Only if your "book" says so specifically...

Of course, that's only my opinion...I could be wrong in the end...but it makes sense to me.


----------



## SirSedrith (Mar 24, 2011)

OK! Ill report back when its light out and the battery is charged again. i just found a mechanic a block away, stead of 4, so i can carry the battery. yea!

i found the angle in the book, i forget but ill read it again. 

the dwell adjustment makes sense to me now with that last explaination. 

I got one new condensor and will look for another two (there are three, two for the distrib, one for the coil) with the same specs as stamped on the old ones.

i see, both points work at the same time to do the same job with an overlap in opening and closing, like pistons that work in sequence, but closer in time. (well now that i think about it not quite the same but, eh.) 

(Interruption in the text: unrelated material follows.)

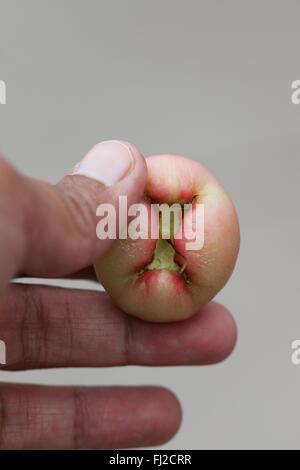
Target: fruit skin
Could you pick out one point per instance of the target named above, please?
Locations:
(163, 295)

Something else i just saw in the book and is not explained is where the two spade connectors come from the dis, that connect to the - side of the coil have a jumper wire strung between them, and on mine there is no wire. both wires coming from the spade connector (from the points) right now connect to the - pole anyway, im not sure if it makes a difference but ill try it out. couldnt hurt. 

if i understand making a gap with the wire is like adjusting the dwell on the points. extending time. kinda. 

We shall see. 

no matter what result, thanks so much. i was totally at a loss for what to do, atleast doing SOMETHING is better than being frustrated. and eventually the problem will resolve when every freakin part is replaced or repaired or adjusted correctly. 

peace


----------



## jdg (Aug 27, 2009)

Yep, close enough. And if I can add one thing...
Dual point setups are all fine and good and all. A good set of well tuned points can run just as good as anything else in the world...but...
An electronic ignition solves and/or avoids Soooo many issues that points have. If somebody makes an aftermarket electronic distributor/ignition type setup for your rig, that's the way to go.
In my case, a '74 Chevy Malibu with a 350, it had stock points. I got tired of replacing/adjusting them every 5,000 miles, went to the junkyard, got an HEI distributor out of a '76-Chevy-something, and the only change I had to make, other than new plug wires, was to bypass the ballast resistor (which you may or may not have, and come to think of it, if your ballast resistor is bad, you'll have all sorts of headaches).
No points to wear out, dwell is "automatically" set by the 'electronics', more voltage can be passed to the coil, more accurate timing, zero chance of points bouncing at high revs, and so on...


----------